When actually starting to think about this blog post I found myself thinking of all these things that are important about communication. And the more I thought about it and wrote things down, it just kept getting more and more. A never-ending subject. Lets try from the beginning, and drive it towards testing in projects.
In wikipedia there is a definition of what communication is: Communication is a process of transferring information from one source to another. Here we have information and transfer as the keywords. The transfer is often depending on the type of information that has to be transferred.
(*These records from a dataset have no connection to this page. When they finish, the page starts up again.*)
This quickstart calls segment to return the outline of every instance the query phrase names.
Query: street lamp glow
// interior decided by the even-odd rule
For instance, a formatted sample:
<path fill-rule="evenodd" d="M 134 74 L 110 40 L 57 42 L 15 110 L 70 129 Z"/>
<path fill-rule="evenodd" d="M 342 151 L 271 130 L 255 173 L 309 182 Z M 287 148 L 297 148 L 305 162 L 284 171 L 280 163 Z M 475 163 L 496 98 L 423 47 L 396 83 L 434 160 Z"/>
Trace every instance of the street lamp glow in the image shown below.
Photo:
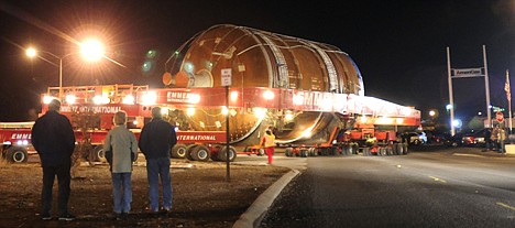
<path fill-rule="evenodd" d="M 35 57 L 37 55 L 37 52 L 34 47 L 29 47 L 26 51 L 25 51 L 25 54 L 26 56 L 29 57 Z"/>
<path fill-rule="evenodd" d="M 87 61 L 95 62 L 103 57 L 103 45 L 98 40 L 87 40 L 80 44 L 80 53 Z"/>
<path fill-rule="evenodd" d="M 452 126 L 454 126 L 456 128 L 461 128 L 463 123 L 461 122 L 460 119 L 456 119 L 452 121 Z"/>
<path fill-rule="evenodd" d="M 452 105 L 450 105 L 450 104 L 447 105 L 447 106 L 446 106 L 446 109 L 447 109 L 447 110 L 451 110 L 451 109 L 452 109 Z"/>

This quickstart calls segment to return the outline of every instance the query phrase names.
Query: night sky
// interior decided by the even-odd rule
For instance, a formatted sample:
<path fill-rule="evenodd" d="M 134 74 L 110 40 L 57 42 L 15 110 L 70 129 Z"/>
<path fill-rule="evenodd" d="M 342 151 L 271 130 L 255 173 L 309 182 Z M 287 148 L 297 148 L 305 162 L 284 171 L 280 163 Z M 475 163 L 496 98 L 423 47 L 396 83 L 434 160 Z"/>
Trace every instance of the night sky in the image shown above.
<path fill-rule="evenodd" d="M 119 64 L 85 64 L 68 56 L 63 59 L 64 86 L 160 88 L 169 54 L 197 32 L 223 23 L 338 46 L 359 66 L 366 96 L 414 106 L 423 118 L 434 108 L 447 116 L 447 46 L 453 68 L 482 67 L 486 46 L 494 106 L 507 107 L 505 70 L 515 69 L 513 0 L 0 2 L 0 121 L 26 120 L 30 109 L 40 109 L 39 95 L 58 86 L 58 67 L 29 59 L 23 48 L 32 44 L 63 56 L 86 33 L 100 36 L 107 55 Z M 160 52 L 158 64 L 144 74 L 149 50 Z M 457 118 L 484 115 L 484 78 L 453 79 L 453 87 Z"/>

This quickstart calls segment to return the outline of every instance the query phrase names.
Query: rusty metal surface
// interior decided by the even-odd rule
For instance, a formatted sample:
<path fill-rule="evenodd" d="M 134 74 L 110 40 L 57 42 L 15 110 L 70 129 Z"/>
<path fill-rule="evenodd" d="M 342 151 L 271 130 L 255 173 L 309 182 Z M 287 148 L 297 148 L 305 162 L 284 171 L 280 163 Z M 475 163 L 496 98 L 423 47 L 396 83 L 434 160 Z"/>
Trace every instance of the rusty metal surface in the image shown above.
<path fill-rule="evenodd" d="M 221 69 L 230 68 L 231 88 L 269 87 L 364 94 L 358 67 L 338 47 L 230 24 L 216 25 L 195 35 L 168 59 L 166 67 L 173 78 L 166 75 L 164 82 L 171 82 L 171 87 L 220 87 Z M 174 80 L 177 84 L 174 85 Z M 195 117 L 189 118 L 194 123 L 191 128 L 220 129 L 217 127 L 219 123 L 224 126 L 222 117 L 216 115 L 220 111 L 212 108 L 197 111 Z M 245 108 L 238 108 L 235 112 L 230 121 L 233 141 L 242 141 L 267 124 L 277 124 L 270 119 L 263 122 Z M 275 112 L 270 115 L 276 117 Z M 320 130 L 316 127 L 320 126 L 319 112 L 297 113 L 296 117 L 295 124 L 281 132 L 281 139 L 292 141 L 300 139 L 307 129 Z"/>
There are as many ways to communicate information as there is information to communicate. The ordering of words in texts, expressions in the face when talking etc. How to communicate information in the most effective way is a balance where almost everyone misses some steps every once in a while. It is about being accurate but at the same time concise. Sometimes there is need for mass communication and sometimes it just has to be precise and accurate. You might say adapted to the setting of who is the receiver and what the purpose is. At university I had a course in technology aided communication, which was held by the philosophical department (yes, really). There we discussed the quality of information and how different media like speech, sms and email require different things from the users and how they provide different pros and cons for the kind of information transferred.
When working in projects, I want to say that there is a need for constant flow of information for the collaboration within team members can be the most effective. Everyone knowing about the prerequisites and changes in the project makes a smoother workflow. But who takes care of everyone knowing everything? And is it really possible to get anything done if everyone should take part of all information?
All information in a project has different kind of media. We have written documentation such as documents and wikis, marketing material like posters and commercials, current status information like time lines and taskboards, communication tools like email, messengers and blogs, customer communication like minutes of meeting and oral discussions….etc. (You get the point)
But what is the most important? Today I thought about it again, and I think that I actually found a somewhat good answer to it.
How would communication or information look if we did not execute or perform it at all? Well, in our heads the information consists of thoughts and pictures. If information is written down, it stays in the place where it is written, should it be a piece of paper, whiteboard, in a text document or in your email drafts. The information does not become communication before you actually communicate it; ask the question or tell about the idea in your head, put the postcard in the mailbox, show someone the paper note or whiteboard, actually pressing the send button in the email client or even publish the text to the blog (and tell someone about the link to it). I would argue that even if it will become alot of information, the most important thing is to communicate it in some way. If it is important it will end up in a safe place for the project. But even so, I would say that the first thing would be to discuss it with someone.
As a tester in a project this is were the value of the overview information comes in hand. By having a finger in every pot of the soup, you can sometimes lift a finger of information and gently flavour another pot with it. By knowing customer viewpoints, you can drive developers in the right direction and by knowing development contraints or issues there is a possibility to guide the customer in the right direction regarding backlog etc. I am not saying I want to overhear every conversation (well, almost), but with everything regarding something that comes close to design decisions or agreed upon features. With a setup like this there is a great possibility for the project to let testing drive the project with quality in mind throughout the cycle. But is this the job of a tester? I know that some would argue this to be the role of the project manager/scrum master (not to be said that I think they are the same). I would like to point out that I think the a tester would do perfectly as a scrum master in a scrum team. But that is a whole different blog post. The point would be that with this overview, comes a responsibility to press send on information from one pot to the other when needed, and that can be challenging. But it is also a lot of fun, in my point of view.